Live, Laugh, Lawsuit: Why Indian Comedians Are Lawyer-Proofing Their Jokes

2025 is gearing up to be a watershed year in the history of Indian comedy — a history that is still quite young, barely yawned into teenaged rebellion, now disciplined shut.

Prathyush Parasuraman
By Prathyush Parasuraman
LAST UPDATED: APR 07, 2025, 13:22 IST|5 min read
Samay Raina, Kunal Kamra and Ranveer Allahbadia

With the loud and brutal response to both Ranveer Allahbadia’s off-colour humour on Samay Raina’s show India’s Got Latent and Kunal Kamra’s acerbic digs at politicians in his comedy special Naya Bharat, 2025 is gearing up to be a watershed year in the history of Indian comedy — a history that is still quite young, barely yawned into teenaged rebellion, now disciplined shut.

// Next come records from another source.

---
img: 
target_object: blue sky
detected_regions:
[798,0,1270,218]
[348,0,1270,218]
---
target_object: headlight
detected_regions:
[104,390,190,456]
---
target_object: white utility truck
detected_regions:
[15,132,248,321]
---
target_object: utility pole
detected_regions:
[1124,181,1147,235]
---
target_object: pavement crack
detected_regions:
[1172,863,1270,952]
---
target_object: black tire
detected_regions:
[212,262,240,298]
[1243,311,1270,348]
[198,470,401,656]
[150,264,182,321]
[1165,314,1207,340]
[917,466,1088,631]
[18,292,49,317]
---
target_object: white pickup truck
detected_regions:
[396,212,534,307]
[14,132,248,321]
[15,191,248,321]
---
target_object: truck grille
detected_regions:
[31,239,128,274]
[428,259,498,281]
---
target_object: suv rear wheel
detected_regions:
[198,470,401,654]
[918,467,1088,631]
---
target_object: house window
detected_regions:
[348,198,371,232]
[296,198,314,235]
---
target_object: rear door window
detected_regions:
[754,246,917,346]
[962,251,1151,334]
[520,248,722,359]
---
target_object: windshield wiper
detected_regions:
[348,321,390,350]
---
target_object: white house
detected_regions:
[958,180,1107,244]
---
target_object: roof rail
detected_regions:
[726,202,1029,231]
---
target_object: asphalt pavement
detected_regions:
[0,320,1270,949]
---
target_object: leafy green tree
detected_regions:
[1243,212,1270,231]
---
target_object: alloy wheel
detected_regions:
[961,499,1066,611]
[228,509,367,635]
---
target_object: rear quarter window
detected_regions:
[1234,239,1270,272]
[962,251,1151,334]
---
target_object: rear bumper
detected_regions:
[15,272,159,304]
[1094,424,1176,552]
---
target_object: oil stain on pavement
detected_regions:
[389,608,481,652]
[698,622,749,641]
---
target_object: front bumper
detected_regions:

In June 2005, The Great Indian Laughter Challenge debuted on air. The same year, YouTube was founded. Through both, the idea of the comedian as an artist was being forged, becoming acceptable, even desirable. As comedian Raju Srivastava notes in the documentary I Am Offended (2015), the mimicry artist — who was usually a filler, to be slotted between musical performances as a reprieve — began headlining shows now. Comedians were called for corporate events, where baby-food, idiot-proof humour was being fed. For the jokes with edge, that bled, spaces like Canvas Laugh Factory mushroomed. Recognisable faces like Vir Das entered the public consciousness. 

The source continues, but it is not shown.